Soweit schließlich der beratende Arzt der Beklagten Dr ... in seiner gutachterlichen Stellungnahme die Ansicht vertritt, dass eine extrem hohe Latexsensibilisierung mit der konkreten Gefahr von anaphylaktischen Reaktionen bei der Klägerin nicht diagnostiziert werden könne, weil es sich bei der Operation 1988 um eine besondere Ausnahmesituation gehandelt und die Klägerin in der Zeit danach keine weiteren schwerwiegenden Reaktionen bei versehentlichen Latexkontakten entwickelt habe, vermag auch dies an der Entscheidung nichts zu ändern. Prof. Dr. Dr ..., der durchaus ebenfalls gesehen hat, dass es seit der Operation nicht wieder zu anaphylaktischen Reaktionen bei der Klägerin gekommen ist, hat ebenso einleuchtend wie überzeugend entgegnet, dass bei der Klägerin im Falle einer erneuten Exposition gleichwohl die konkrete Gefahr des Rezidivs besteht, weil die Klägerin mit dem Kontakt-urticaria-Syndrom Grad IV zu dem relativ geringen Anteil der Betroffenen zählt, der - dies zeigt die epidmiologische Untersuchung von Hunt, L.W. et al. (1995) - das lebensbedrohliche Ereignis nicht nur generell einmalig erleidet und dabei wegen der konkreten Möglichkeit der erneuten anaphylaktischen Reaktion auch bereits bei flüchtigen aerogenen Kontakten mit Latex wissenschaftlich begründet aber keine Vorhersage eines etwaigen "Schwellenwertes" bzw. der erforderlichen Intensität der Exposition getroffen werden kann.

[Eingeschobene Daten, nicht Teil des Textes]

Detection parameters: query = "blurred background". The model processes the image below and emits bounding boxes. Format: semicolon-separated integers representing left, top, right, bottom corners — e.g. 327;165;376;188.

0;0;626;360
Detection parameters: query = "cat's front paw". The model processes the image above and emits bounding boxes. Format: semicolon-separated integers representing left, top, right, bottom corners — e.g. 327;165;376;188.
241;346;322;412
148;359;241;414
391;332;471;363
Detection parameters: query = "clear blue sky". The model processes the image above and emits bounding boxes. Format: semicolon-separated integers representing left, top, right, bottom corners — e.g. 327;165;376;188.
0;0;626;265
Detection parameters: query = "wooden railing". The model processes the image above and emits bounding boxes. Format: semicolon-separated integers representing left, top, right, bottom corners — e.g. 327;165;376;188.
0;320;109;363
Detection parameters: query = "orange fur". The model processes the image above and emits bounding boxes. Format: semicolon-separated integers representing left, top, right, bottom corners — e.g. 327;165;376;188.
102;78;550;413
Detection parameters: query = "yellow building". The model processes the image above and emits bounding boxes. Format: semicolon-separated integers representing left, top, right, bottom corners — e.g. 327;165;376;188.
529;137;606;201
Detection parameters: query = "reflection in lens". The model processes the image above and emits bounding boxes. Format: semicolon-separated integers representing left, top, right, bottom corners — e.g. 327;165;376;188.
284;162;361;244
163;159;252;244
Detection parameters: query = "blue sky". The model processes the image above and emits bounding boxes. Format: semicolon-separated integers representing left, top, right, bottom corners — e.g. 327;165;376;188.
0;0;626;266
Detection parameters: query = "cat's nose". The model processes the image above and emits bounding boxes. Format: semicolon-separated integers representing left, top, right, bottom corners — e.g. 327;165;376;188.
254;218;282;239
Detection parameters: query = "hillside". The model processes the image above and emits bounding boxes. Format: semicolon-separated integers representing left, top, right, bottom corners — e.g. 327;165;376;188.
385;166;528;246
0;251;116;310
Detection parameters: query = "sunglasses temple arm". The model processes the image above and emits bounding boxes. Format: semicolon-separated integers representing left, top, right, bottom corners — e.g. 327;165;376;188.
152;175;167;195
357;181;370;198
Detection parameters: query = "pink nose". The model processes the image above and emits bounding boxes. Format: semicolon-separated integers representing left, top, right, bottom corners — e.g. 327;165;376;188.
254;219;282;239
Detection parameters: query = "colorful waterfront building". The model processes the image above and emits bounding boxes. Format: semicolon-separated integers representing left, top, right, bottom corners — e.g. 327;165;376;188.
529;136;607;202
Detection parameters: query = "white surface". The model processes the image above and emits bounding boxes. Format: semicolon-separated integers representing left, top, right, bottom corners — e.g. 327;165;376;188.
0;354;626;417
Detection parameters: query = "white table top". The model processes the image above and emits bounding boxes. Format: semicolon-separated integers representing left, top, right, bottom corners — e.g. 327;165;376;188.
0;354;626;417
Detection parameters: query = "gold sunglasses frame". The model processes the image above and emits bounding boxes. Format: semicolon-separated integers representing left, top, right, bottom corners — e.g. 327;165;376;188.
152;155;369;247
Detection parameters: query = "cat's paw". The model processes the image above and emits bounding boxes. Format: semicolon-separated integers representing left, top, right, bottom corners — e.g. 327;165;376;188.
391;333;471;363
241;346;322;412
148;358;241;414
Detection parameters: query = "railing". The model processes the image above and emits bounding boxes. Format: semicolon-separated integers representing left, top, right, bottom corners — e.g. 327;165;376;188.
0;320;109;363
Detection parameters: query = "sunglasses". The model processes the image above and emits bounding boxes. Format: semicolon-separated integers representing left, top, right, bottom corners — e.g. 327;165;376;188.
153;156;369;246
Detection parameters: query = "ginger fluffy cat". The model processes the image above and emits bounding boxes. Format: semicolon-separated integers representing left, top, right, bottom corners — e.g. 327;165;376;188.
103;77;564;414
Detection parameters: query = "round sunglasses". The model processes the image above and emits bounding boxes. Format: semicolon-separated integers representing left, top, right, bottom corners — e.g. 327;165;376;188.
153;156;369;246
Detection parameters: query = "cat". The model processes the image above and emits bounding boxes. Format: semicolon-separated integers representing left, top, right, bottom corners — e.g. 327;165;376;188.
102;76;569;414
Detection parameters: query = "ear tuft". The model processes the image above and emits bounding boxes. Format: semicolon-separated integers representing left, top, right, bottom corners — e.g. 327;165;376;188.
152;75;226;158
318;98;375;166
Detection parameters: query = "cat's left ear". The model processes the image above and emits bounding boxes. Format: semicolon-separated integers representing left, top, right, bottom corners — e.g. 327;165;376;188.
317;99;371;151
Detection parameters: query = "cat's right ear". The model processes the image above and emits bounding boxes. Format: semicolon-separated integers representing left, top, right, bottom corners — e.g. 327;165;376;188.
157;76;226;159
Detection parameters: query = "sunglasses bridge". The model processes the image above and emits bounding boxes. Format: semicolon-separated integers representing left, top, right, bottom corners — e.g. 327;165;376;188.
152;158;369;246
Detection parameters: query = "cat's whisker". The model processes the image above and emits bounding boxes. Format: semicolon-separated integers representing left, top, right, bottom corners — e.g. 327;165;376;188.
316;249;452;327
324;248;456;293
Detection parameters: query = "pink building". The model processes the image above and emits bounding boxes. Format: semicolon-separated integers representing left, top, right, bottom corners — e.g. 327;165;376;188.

Ebensowenig vermochte der Senat der Ansicht Dr ... zu folgen, die unspezifische bronchiale Hyperregibilität könne in die MdE-Einschätzung nicht einbezogen werden, weil sie nicht Folge der anerkannten BK sei. Denn Prof. Dr ... hat die ausgeprägte unspezifische bronchiale Reizbarkeitssteigerung eindeutig als BK-Folge angesehen und seine damit im Zusammenhang gemachten Ausführungen sind entgegen Dr ... auch nicht widersprüchlich. Zum einen hat Prof. Dr ... nicht davon gesprochen, dass die bei der Klägerin vorliegende polyvalente Sensibilisierung gegenüber einer Vielzahl ubiquitär vorkommender Inhalationsallergene die Ursache der unspezifischen Hyperreagibilität darstellt, sondern er hat lediglich ausgeführt, dass über die polyvalente Sensibilisierung hinaus eine ausgeprägte unspezifische bronchiale Hypervegibilität besteht, die dazu führt, dass die Klägerin bei Einwirkung verschiedener geruchsintensiver oder auch physikatisch irritativ wirkender Emissionen mit einer bronchialen Verkrampfung reagiert. Damit wird aber keinesfalls zum Ausdruck gebracht, dass die polyvalente Sensibilisierung gegenüber ubiquitären Inhalationsallergenen ursächlich für die unspezifische bronchiale Hyperreagibilität ist. Und wenn Prof. Dr ... ausführt, dass bei der Klägerin eine ausgeprägte bronchiale Hyperreagibilität vorliegt, wie sie für ein Asthma gleich welcher Genese typisch ist, so wird auch damit nur eine Beschreibung der Art der bronchialen Reizbarkeit gegeben, eine Aussage über ihre Ursächlichkeit, dass sie etwa eine berufsunabhängige Genese habe, ist darin nicht enthalten.

Nach alledem war der Gerichtsbescheid des SG Köln vom 11.10.1999 abzuändern und die Beklagte zur Rentengewährung zu verurteilen.

Die Kostenentscheidung beruht auf § 193 SGG.

Die Revision war nicht zuzulassen, weil Zulassungsgründe nach § 160 Abs. 2 SGG nicht vorliegen.